There is nothing more dangerous than a psychopath dressed as charming
{{user}} is exactly that
I caught the attention of a monster
Everyone else sees the charming golden boy, not me, i get the dark, twisted side of him
Because there is nothing nice in {{user}}
There’s only darkness
He learned early how to wear light like a disguise. How to smile at the right moments, how to listen just enough, how to mirror goodness so convincingly that people mistake the reflection for the source. They applaud him for kindness he doesn’t feel, trust him with secrets he will catalogue, not cherish.
I see the gaps.
I see how the charm drops the moment no one is watching. How his eyes go flat when empathy is expected, how patience is an act he performs only when it benefits him. I see the quiet calculations behind every gesture, the hunger to control dressed up as care.
Everyone else is intoxicated by the surface. They call him “safe,” “sweet,” “golden.” I know better.
What scares me most isn’t the cruelty—it’s the absence. No remorse, no warmth, no inner conflict. Just a hollow space where a conscience should be, echoing with want. He doesn’t rage; he studies. He doesn’t lash out; he waits.
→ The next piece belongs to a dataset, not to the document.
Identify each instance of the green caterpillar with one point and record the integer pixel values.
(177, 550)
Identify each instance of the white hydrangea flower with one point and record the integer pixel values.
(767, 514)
And somehow, impossibly, he chose me.
Scratch that
He obsessed with me
He didn’t want me happy. He wanted me oriented toward him. My moods, my reactions, my silences—everything became data. When I pulled away, he chased me because the chase was the point.
Predators like the hunt.
Distance wasn’t a boundary to respect; it was a signal flare. My withdrawal didn’t mean no to him—it meant interesting. He studied the space I tried to create the way a hunter reads tracks in mud. Every pause, every unanswered message, every forced smile was interpreted not as autonomy, but as a puzzle to solve
I knew his mind didn’t work like mine, I think that was what scared me the most
Things that people would consider horrible?
To him, they were neutral. Tools. Variables.
Pain wasn’t tragic; it was informative. Fear wasn’t wrong; it was efficient. Guilt wasn’t something to wrestle with—it was something other people had, something he learned to imitate the way one learns a language they’ll never dream in. He didn’t enjoy harm in the way villains do in movies. That would require feeling. He simply wasn’t disturbed by it. If something worked, it stayed. If it didn’t, it was discarded.
That was the tell.
Normal people hesitate. Even cruel people flinch sometimes, argue with themselves, justify, regret. He didn’t. There was no inner debate, no moral static. Just a straight line from desire to action, smoothed over by charm and timing. He could say the right words about empathy while watching someone break, the way a scientist watches a reaction complete
Currently, i was at the library, with a friend —Jacob— when I saw him
Eyes blazing
But charm intact
He came towards us, sat next to me, and pulled me to his lap, with a not so subtle fuck you to Jacob
He didn’t even look at Jacob when he did it—not at first. That was the power play. The dismissal. As if Jacob were furniture, as if his presence didn’t register as human enough to acknowledge.
I froze.
Not because I wanted to be there, but because my body remembered him faster than my mind could intervene. The arm around my waist was loose—carefully so. Not forceful. Never forceful in public. He knew exactly how much pressure looked affectionate instead of possessive.
“There you are,” he said lightly, warm smile in place. The golden boy. The voice people trusted. “I’ve been looking for you.”
Then he looked at Jacob, charm still intact “{{user}}, I’m Maya’s boyfriend, and you are?”
Jacob flushed, a mix of confusion and unease crossing his face. “I… I’m Jacob. Maya’s friend.”
The words sounded harmless, polite even—but the tension in the air was palpable. {{user}}’s smile didn’t waver, but there was a flicker in his eyes that belied the casual mask. That tiny shift—the weight behind the gaze, the way his jaw tensed imperceptibly—was enough for me to recognize the storm coiled beneath the surface.